Table recognition inside douments using neural networks

Overview

TableTrainNet

A simple project for training and testing table recognition in documents.

This project was developed to make a neural network which recognizes tables inside documents. I needed an "intelligent" ocr for work, which could automatically recognize tables to treat them separately.

General overview

The project uses the pre-trained neural network offered by Tensorflow. In addition, a config file was used, according to the choosen pre-trained model, to train with object detections tensorflow API

The datasets was taken from:

Required libraries

Before we go on make sure you have everything installed to be able to use the project:

  • Python 3
  • Tensorflow (tested on r1.8)
  • Its object-detection API (remember to install COCO API. If you are on Windows see at the bottom of the readme)
  • Pillow
  • opencv-python
  • pandas
  • pyprind (useful for process bars)

Project pipeline

The project is made up of different parts that acts together as a pipeline.

Take confidence with costants

I have prepared two "costants" files: dataset_costants.py and inference_constants.py. The first contains all those costants that are useful to use to create dataset, the second to make inference with the frozen graph. If you just want to run the project you should modify only those two files.

Transform the images from RGB to single-channel 8-bit grayscale jpeg images

Since colors are not useful for table detection, we can convert all the images in .jpeg 8-bit single channel images. This) transformation is still under testing. Use python dataset/img_to_jpeg.py after setting dataset_costants.py:

  • DPI_EXTRACTION: output quality of the images;
  • PATH_TO_IMAGES: path/to/datase/images;
  • IMAGES_EXTENSION: extension of the extracted images. The only one tested is .jpeg.

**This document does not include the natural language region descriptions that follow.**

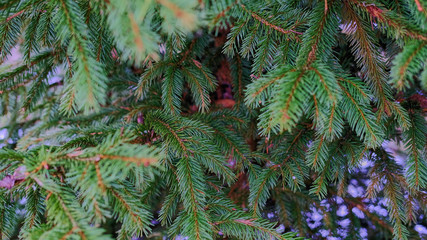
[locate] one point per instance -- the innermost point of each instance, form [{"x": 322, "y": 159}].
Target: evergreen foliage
[{"x": 212, "y": 119}]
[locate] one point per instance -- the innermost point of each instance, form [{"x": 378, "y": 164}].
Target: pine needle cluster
[{"x": 212, "y": 119}]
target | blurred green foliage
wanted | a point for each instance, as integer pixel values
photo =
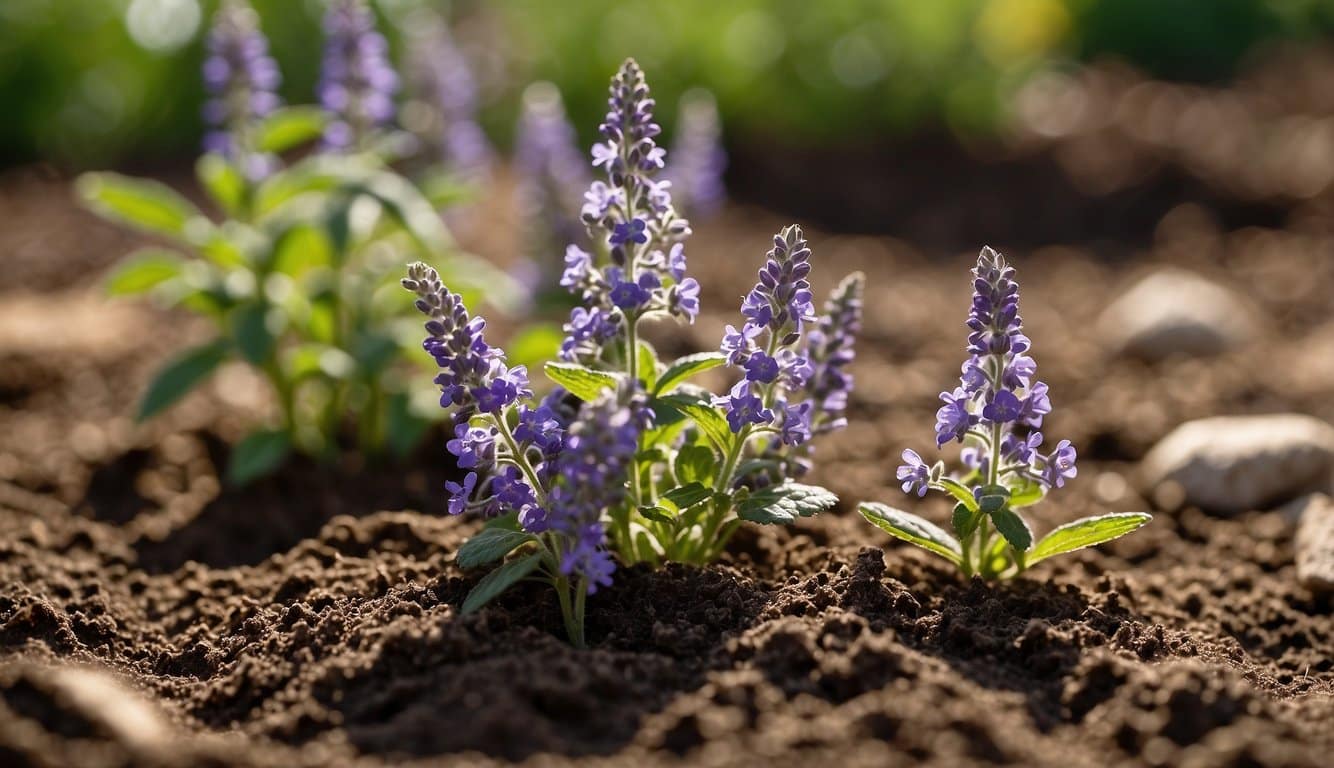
(92, 82)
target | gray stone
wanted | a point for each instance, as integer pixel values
(1314, 543)
(1230, 464)
(1177, 312)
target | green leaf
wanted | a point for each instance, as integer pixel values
(1087, 532)
(288, 128)
(783, 504)
(687, 496)
(143, 271)
(913, 530)
(222, 180)
(965, 522)
(710, 419)
(147, 206)
(1014, 528)
(695, 464)
(250, 330)
(258, 455)
(658, 514)
(496, 582)
(580, 382)
(488, 546)
(647, 364)
(180, 376)
(961, 494)
(686, 367)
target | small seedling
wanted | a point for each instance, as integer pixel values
(995, 414)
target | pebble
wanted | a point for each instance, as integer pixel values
(1315, 543)
(1229, 464)
(1175, 312)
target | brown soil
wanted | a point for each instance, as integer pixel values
(151, 616)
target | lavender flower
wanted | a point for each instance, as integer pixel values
(630, 218)
(356, 80)
(766, 347)
(995, 412)
(472, 375)
(591, 470)
(699, 160)
(443, 76)
(831, 348)
(551, 178)
(242, 82)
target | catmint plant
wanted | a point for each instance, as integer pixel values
(546, 472)
(626, 460)
(698, 155)
(995, 414)
(552, 176)
(356, 80)
(295, 274)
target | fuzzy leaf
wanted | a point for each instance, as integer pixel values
(783, 504)
(1014, 528)
(496, 582)
(689, 495)
(288, 128)
(222, 180)
(147, 206)
(580, 382)
(488, 546)
(686, 367)
(914, 530)
(1087, 532)
(695, 464)
(658, 514)
(258, 455)
(180, 376)
(143, 271)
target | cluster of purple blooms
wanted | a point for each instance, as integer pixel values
(556, 471)
(769, 346)
(999, 404)
(552, 175)
(356, 80)
(242, 82)
(698, 156)
(443, 72)
(630, 218)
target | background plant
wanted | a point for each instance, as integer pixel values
(995, 414)
(296, 275)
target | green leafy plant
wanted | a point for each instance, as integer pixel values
(995, 414)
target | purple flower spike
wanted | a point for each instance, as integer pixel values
(628, 216)
(242, 82)
(356, 82)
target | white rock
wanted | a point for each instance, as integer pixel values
(1235, 463)
(1315, 543)
(1177, 312)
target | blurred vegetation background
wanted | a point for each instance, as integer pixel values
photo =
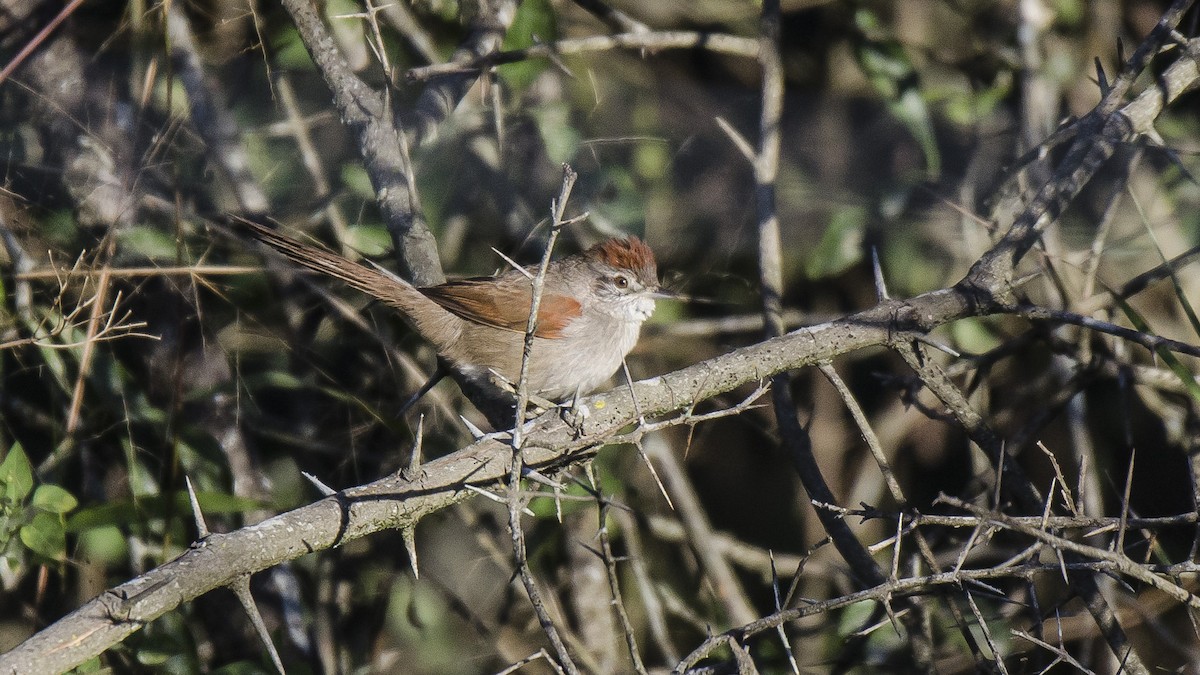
(142, 345)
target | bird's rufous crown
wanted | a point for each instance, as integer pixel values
(628, 254)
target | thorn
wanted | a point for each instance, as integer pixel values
(325, 490)
(881, 287)
(409, 536)
(496, 497)
(1102, 78)
(658, 481)
(202, 527)
(739, 141)
(240, 587)
(513, 263)
(939, 346)
(533, 475)
(474, 430)
(414, 463)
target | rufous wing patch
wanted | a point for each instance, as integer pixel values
(504, 305)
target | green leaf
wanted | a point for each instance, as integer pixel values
(1181, 371)
(840, 246)
(54, 500)
(150, 243)
(16, 475)
(127, 511)
(559, 137)
(45, 536)
(534, 23)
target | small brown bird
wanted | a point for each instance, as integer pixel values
(592, 310)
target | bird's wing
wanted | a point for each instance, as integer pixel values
(504, 304)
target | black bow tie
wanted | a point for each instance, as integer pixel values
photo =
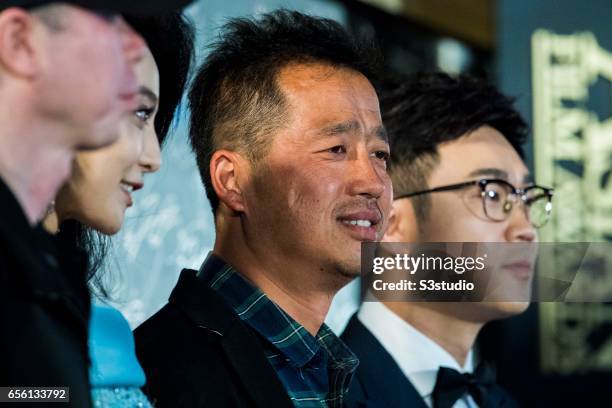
(451, 385)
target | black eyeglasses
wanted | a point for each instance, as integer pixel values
(499, 198)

Prepare the dataset for Tensorflow

The dataset was take from ICDAR 2017 POD Competition . It comes with a xml notation file with formulas, images and tables per image. Tensorflow instead can build its own TFRecord from csv informations, so we need to convert the xml files into a csv one. Use python dataset/generate_database_csv.py to do this conversion after setting dataset_costants.py:

  • TRAIN_CSV_NAME: name for .csv train output file;
  • TEST_CSV_NAME: name for .csv test output file;
  • TRAIN_CSV_TO_PATH: folder path for TRAIN_CSV_NAME;
  • TEST_CSV_TO_PATH: folder path for TEST_CSV_NAME;
  • ANNOTATIONS_EXTENSION: extension of annotations. In our case is .xml;
  • TRAINING_PERCENTAGE: percentage of images for training
  • TEST_PERCENTAGE: percentage of images for testing
  • TABLE_DICT: dictionary for data labels. For this project there is no reason to change it;
  • MIN_WIDTH_BOX, MIN_HEIGHT_BOX: minimum dimension to consider a box valid; Some networks don't digest well little boxes, so I put this check.

Generate TF records file

csv files and images are ready: now we need to create our TF record file to feed Tensorflow. Use python generate_tf_records.py to create the train and test.record files that we will need later. No need to configure dataset_costants.py

Train the network

Inside trained_models there are some folders. In each one there are two files, a .config and a .txt one. The first contains a tensorflow configuration, that has to be personalized:

  • fine_tune_checkpoint: path to the frozen graph from pre-trained tensorflow models networks;
  • tf_record_input_reader: path to the train.record and test.record file we created before;
  • label_map_path: path to the labels of your dataset.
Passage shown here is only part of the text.